Increased expression of TGF-beta1 but not of its receptors contributes to human obstructive nephropathy.
Background: Previous studies have revealed an increased expression of transforming growth factor-beta1 (TGF-beta1) and deposition of extracellular matrix in the kidney of animals with ureteral obstruction. However, these relationships have not been elucidated in the hydronephrotic kidney of humans.
Methods: We analyzed the tissue expression of extracellular matrix proteins, TGF-beta1, and its receptors in the human kidney with ureteral obstruction by immunohistochemistry and reverse transcription-polymerase chain reaction (RT-PCR). Obstructed kidneys (OBKs) were obtained from patients with ureteral tumors. A kidney specimen from patients with a renal tumor was used as control (CNKs).

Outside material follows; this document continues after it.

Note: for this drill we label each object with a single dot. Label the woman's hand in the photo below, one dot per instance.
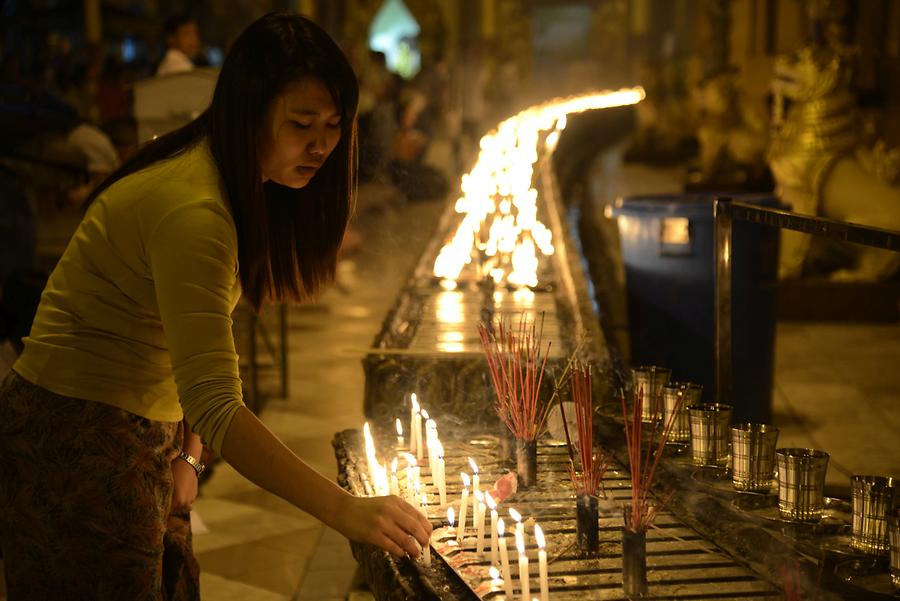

Results: The interstitial volume was significantly increased in OBKs in comparison with CNKs. OBKs showed increased deposition of collagen types I and IV and fibronectin in the renal interstitium. RT-PCR revealed overexpression of collagen alpha1(IV) mRNA and fibronectin mRNA in OBKs. OBKs showed a significantly increased mRNA expression of TGF-beta1 in comparison with CNKs. The immunoreactivity for TGF-beta1 increased markedly in the interstitium of OBKs. There was a significant correlation between the TGF-beta1 mRNA level and the interstitial volume. However, there was no significant difference between OBKs and CNKs in the relative mRNA level nor in immunoreactivity for TGF-beta receptors.
Conclusions: These data suggest that TGF-beta1 may contribute to the interstitial fibrosis found in the human kidney with ureteral obstruction, mainly because of an increase in the expression of this cytokine without significant changes to its receptors.